Wie spät war es gestern wieder geworden? Seine Freundin Babsi hatte ihm in ihrer unverwechselbaren Art ohne Umschweife am Telefon die Tatsache hingeknallt, dass sie ihre Verabredung für den Abend wegen eines geschäftlichen Termins nicht einhalten könne und er sie heute Nachmittag anrufen solle. Es war eines jener Telefonate, bei denen sich ihm sämtliche Muskeln vom Bauchnabel abwärts verkrampften und er es doch nicht schaffte zu sagen, was er wollte, wohl weil er gar nicht wusste, was das war.

Wie immer an solchen frustrierenden Abenden hatte er sich daraufhin mit jeder Menge Chips und Bier vor den Fernseher gepflanzt, bis halb drei allen möglichen Schwachsinn angesehen und zwischendurch ziellos hin- und hergezappt. Und jetzt, nach dem Aufwachen, lag diese bleierne Schwere über seinem Schädel.

Langsam brachte er seine verklebten Augen soweit, das Zimmer ringsherum wahrzunehmen, wenngleich sein Körper die Tatsache, dass nun der Tag zu beginnen hatte, noch nicht akzeptieren wollte.

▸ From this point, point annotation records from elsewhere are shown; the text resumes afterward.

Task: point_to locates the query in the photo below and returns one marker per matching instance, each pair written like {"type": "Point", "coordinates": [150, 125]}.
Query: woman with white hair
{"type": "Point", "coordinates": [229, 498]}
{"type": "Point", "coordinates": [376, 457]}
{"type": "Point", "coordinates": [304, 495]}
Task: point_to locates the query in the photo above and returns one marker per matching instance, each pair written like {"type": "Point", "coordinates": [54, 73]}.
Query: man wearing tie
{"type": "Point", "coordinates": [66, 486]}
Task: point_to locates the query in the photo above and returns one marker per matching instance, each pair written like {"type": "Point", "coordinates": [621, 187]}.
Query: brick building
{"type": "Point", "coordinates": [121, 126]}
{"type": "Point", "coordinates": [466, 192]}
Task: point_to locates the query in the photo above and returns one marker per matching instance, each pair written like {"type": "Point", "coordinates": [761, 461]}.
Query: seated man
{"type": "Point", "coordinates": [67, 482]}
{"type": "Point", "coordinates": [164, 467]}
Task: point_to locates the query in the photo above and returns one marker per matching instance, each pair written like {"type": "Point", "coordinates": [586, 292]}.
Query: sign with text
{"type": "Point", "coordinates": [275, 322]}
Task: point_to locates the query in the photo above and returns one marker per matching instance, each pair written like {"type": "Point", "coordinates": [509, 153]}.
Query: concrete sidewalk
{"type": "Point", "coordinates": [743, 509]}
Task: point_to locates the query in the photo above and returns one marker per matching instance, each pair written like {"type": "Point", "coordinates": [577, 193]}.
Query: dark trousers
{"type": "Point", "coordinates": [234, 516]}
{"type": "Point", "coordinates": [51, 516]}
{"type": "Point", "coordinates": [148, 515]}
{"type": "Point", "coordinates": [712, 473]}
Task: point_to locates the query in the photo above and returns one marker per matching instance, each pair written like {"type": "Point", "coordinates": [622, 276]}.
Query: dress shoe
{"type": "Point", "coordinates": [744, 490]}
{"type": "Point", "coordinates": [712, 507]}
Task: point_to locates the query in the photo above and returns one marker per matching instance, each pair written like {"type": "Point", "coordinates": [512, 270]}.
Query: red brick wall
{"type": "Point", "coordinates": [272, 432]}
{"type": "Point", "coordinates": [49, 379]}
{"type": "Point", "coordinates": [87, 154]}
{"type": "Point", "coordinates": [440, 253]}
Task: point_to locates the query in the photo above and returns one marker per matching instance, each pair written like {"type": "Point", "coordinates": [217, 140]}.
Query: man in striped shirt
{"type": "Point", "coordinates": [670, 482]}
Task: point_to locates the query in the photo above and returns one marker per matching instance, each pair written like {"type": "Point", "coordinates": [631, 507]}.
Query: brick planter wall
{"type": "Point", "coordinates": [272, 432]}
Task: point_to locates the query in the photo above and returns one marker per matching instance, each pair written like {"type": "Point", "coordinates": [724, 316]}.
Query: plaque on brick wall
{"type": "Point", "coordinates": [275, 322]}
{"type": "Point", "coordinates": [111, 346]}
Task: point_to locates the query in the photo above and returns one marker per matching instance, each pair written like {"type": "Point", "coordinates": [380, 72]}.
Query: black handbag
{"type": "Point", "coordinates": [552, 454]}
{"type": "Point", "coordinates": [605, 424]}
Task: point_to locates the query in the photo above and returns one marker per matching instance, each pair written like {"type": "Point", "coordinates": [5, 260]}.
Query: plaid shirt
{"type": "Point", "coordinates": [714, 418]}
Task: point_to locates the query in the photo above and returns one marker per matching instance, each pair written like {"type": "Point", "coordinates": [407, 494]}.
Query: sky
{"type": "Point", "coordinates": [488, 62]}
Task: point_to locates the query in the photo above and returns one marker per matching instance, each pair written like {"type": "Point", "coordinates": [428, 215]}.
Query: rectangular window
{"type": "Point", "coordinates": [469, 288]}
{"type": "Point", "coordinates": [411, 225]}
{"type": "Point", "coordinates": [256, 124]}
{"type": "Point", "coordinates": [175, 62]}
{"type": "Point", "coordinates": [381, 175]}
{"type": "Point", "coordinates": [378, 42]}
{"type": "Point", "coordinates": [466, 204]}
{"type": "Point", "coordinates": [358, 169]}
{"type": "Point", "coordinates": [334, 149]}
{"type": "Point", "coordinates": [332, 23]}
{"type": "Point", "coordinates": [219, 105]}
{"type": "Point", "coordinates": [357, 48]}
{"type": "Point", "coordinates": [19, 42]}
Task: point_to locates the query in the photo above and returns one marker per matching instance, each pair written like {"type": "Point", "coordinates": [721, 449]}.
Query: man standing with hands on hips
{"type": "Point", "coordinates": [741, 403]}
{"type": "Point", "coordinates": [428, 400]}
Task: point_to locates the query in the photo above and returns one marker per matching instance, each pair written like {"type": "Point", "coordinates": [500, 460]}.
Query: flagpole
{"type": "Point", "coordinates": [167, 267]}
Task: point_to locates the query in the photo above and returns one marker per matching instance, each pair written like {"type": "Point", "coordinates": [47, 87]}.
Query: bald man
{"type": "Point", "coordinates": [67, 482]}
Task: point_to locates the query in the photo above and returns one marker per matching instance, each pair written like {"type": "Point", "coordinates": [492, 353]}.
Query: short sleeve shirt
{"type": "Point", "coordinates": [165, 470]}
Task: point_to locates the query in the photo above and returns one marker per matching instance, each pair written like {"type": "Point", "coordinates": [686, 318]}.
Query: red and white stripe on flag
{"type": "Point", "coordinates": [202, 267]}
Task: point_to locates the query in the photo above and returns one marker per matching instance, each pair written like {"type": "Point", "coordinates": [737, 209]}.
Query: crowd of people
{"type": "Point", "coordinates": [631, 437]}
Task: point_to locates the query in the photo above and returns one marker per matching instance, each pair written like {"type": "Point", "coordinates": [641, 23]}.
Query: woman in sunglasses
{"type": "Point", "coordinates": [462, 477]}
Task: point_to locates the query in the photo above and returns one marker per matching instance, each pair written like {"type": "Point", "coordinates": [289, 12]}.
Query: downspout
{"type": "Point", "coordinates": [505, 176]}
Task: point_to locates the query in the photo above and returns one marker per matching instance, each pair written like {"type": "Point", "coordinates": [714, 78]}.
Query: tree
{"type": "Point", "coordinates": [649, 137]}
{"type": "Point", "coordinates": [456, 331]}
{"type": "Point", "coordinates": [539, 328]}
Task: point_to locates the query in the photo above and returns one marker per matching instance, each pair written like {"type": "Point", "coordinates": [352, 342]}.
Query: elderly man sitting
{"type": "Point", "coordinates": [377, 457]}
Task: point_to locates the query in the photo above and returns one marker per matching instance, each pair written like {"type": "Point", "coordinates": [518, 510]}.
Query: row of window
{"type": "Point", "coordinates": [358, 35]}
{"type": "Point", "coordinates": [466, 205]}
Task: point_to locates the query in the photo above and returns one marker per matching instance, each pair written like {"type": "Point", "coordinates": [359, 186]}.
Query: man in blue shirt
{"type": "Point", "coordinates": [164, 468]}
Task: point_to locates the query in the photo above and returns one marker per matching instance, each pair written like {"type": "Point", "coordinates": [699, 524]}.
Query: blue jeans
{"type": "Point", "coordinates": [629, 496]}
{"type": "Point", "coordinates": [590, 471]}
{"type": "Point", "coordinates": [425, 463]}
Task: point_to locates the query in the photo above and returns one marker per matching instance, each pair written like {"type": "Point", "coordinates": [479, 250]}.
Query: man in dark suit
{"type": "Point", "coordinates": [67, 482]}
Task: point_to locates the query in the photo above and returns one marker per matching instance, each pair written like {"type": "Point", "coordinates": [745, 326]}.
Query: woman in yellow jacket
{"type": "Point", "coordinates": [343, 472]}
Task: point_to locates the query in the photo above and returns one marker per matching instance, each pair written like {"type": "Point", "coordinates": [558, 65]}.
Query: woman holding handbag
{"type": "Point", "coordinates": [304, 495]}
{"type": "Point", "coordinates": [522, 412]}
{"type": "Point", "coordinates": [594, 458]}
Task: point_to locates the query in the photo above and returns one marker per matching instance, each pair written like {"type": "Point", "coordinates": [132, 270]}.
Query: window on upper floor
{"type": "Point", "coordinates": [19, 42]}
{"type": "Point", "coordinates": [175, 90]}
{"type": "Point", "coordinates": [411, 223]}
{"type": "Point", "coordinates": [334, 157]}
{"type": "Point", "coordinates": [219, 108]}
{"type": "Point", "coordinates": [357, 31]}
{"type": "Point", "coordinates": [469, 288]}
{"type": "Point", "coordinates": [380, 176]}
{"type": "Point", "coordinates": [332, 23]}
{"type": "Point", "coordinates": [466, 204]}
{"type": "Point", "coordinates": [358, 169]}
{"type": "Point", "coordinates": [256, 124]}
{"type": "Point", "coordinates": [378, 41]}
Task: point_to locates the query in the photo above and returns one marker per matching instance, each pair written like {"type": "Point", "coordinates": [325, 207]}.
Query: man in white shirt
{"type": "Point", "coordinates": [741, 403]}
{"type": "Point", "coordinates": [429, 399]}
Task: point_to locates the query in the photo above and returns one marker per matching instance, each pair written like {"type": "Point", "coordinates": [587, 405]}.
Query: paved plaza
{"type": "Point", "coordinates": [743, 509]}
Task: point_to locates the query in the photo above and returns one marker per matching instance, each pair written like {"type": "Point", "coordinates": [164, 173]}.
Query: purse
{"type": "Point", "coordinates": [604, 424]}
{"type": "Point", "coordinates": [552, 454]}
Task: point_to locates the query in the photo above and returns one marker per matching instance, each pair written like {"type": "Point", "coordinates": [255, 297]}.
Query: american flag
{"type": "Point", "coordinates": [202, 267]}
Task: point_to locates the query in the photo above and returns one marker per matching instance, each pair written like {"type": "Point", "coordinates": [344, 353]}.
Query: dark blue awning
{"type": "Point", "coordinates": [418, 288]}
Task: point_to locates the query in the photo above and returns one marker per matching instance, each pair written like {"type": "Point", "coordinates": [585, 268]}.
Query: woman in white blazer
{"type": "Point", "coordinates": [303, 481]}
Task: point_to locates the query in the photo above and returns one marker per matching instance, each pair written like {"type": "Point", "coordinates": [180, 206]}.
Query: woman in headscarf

Schließlich zwang er sich, aufzustehen und setzte sich – zwischendurch lautstark gegen den Schrank krachend – Richtung Bad in Bewegung. Die lauwarme Dusche, die sich wie Lebenselexier über seinen Leib ergoss, tat ihm gut und half ihm, seine Gedanken einigermaßen zu ordnen.

In den hellen Momenten des gestrigen Abends war ihm Einiges durch den Kopf gegangen, das ihn schon länger beschäftigte. Es betraf nichts Bestimmtes, nur sein ganzes Leben. Im Moment hatte er das Gefühl, alles lief schräg, in seiner Beziehung ebenso wie in seiner Arbeit. Hier Spannungen und Frustrationen, dort Leerläufe, erstarrte Routine und das Gefühl, nur eine Nummer auf einer Liste, ein Blatt in einem Ordner zu sein.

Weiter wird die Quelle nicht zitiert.